I guess *vaibhavtek* was the first one to *post here* and thank Sunny.....

@Sunny
It is looking really great. I'm installing one more XP installation just for this.....
Anyways after doing all this can it be completely/fully reverted?? Because I don't want to mess up with my current installation........
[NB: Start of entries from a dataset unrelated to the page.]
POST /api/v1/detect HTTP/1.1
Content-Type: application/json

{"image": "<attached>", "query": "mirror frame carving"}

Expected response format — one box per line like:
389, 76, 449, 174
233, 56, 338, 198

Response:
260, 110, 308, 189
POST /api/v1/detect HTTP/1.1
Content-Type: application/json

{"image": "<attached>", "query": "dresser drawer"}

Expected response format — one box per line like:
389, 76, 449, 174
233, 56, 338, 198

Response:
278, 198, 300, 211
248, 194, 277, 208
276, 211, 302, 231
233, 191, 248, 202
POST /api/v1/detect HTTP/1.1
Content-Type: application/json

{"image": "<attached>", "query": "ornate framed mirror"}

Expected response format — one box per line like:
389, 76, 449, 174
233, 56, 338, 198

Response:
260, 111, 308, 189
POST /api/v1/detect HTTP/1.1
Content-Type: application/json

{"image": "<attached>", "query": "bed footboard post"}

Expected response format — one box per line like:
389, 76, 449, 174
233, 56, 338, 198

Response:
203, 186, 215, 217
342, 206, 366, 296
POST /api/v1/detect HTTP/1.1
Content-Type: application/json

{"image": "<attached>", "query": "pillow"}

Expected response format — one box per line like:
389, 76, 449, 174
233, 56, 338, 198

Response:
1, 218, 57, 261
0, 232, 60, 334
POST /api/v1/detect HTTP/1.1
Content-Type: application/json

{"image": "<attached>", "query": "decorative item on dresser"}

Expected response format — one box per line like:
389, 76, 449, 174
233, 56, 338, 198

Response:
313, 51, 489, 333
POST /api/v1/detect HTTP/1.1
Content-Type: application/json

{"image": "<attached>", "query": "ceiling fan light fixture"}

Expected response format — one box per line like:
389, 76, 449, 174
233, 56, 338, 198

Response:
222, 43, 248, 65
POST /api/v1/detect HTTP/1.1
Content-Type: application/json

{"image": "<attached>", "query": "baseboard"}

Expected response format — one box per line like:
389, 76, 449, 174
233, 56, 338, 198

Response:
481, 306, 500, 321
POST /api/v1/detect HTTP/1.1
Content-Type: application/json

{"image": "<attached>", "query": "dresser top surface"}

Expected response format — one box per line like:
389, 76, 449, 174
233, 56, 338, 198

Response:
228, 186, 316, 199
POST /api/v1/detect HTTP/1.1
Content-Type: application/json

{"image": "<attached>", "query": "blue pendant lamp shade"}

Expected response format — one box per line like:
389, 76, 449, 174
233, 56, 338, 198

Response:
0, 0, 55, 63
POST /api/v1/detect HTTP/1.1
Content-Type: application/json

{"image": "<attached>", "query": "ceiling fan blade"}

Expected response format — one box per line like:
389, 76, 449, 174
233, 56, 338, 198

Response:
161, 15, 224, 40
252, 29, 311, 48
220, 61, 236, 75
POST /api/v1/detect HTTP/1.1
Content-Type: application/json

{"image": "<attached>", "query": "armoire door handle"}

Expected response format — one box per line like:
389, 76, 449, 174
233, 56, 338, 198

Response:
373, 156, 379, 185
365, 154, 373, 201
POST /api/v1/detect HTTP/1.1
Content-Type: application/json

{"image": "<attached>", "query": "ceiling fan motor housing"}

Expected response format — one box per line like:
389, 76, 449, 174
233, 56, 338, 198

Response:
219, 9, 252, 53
Offtopic: Use avast instead of AVG. Preferably use NOD32 or Kaspersky


----------



## SunnyChahal (Feb 25, 2008)

gagandeep said:


> I guess *vaibhavtek* was the first one to *post here* and thank Sunny.....
> 
> @Sunny
> It is looking really great. I'm installing one more XP installation just for this.....
> ...


AVG all the way for me.yeah these settings can be reverted


----------



## infra_red_dude (Feb 25, 2008)

If you want complete rollback to the original look then refrain from installing Transformation Packs (Vista tranf. pack/ FlyakiteOSX etc.) Use individual elemets (WB/VS/Iconpackager/tweaker etc.).


----------



## hullap (Feb 25, 2008)

Today i installed ubuntu and after some personalization has become gr8. much better GUI Than THIS.
BTW-1st post on ubuntu


----------



## MetalheadGautham (Feb 26, 2008)

try a software called TrueTransparency


----------



## User Name (Feb 26, 2008)

Do any one know good mac os look *visual style* for XP on deviantart?


----------



## The Conqueror (Feb 28, 2008)

Good tutorial, sunny 
Keep it up


----------